JRAの長い競馬史の中でもたった4頭しか成し遂げられなかった快挙を達成したその馬の名は、コパノリッキー。

このレースでの勝利を境にダートチャンピオンとなり、長らくその王座を守り続けるこの馬は、やがて重ね続けた勝利の末に「歴代最多G1/Jpn1レース勝利馬」という、最高の名誉を手にすることとなった。

突如砂上の主役として現れ、中央・地方のTOPレースを最も多く勝利したコパノリッキー。
その現役時代の功績を振り返り、今後の種牡馬としての活躍を予想していきたい。

コパノリッキー
- 2010年 日本産まれ

血統的な背景

父は数多のダートの名馬を輩出したゴールドアリュール。
母コパノニキータはその父のティンバーカントリーからダート適性を受け継いで、決して一流の成績を残した競走馬では無かったが、6歳まで活躍して22戦。

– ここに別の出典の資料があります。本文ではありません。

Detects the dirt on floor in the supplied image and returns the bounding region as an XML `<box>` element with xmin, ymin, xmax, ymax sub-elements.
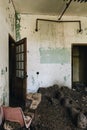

JRAのダートレースで3勝を上げた。

コパノリッキーが長年に渡り王座を守り続けたのは、この母から受け継いだタフさが一因と考えられる。

※実際にコパノリッキーの弟妹もかなりのレース数に出走している、丈夫な馬が多くいる。

現役時代

馬主は「Dr.コパ」の愛称でおなじみの小林祥晃氏である。

コパノリッキーは、2歳の12月に阪神ダート1800mの新馬戦でデビュー。
しかしこのレースでは8番人気8着という苦い結果に終わる。
明けて3歳1月の京都ダート1800m未勝利戦に出走し、この時も8番人気という低評価ながら、今度は見事に初勝利を果たす。
この時すでに、2着に0.8秒差を着ける楽勝ぶりで、素質の片鱗を示していた。

次いでコパノリッキーは東京ダート1400m戦500万下で勝利。
このレースでは一番人気の評価で、2着馬には0.9秒という大きな差をつけて勝っている。
ちなみにこのレースの2着馬は、後に何度もG1の舞台で対戦する事になるサウンドトゥルーだった。

コパノリッキーは、続く3歳のOP戦で3着、1着という戦績を上げて、重賞初挑戦となる園田競馬場のダート1870mのG2・兵庫チャンピオンシップでは2着馬に1秒差をつけて勝利。

このレースの勝利後に、芝の3歳戦最高峰のレースである日本ダービーへの出走が検討されたコパノリッキーだったが、前脚の骨折によって休養を余儀なくされてしまう。

そうして彼は、運命の分岐点となるフェブラリーステークスの3ヶ月前──3歳の11月にOP戦の霜月ステークスで復帰を果たすものの、そこでは1番人気ながら10着と大敗してしまう。さらにその1ヶ月後のフェアウェルステークスでも3番人気に推されながら、9着に敗れた。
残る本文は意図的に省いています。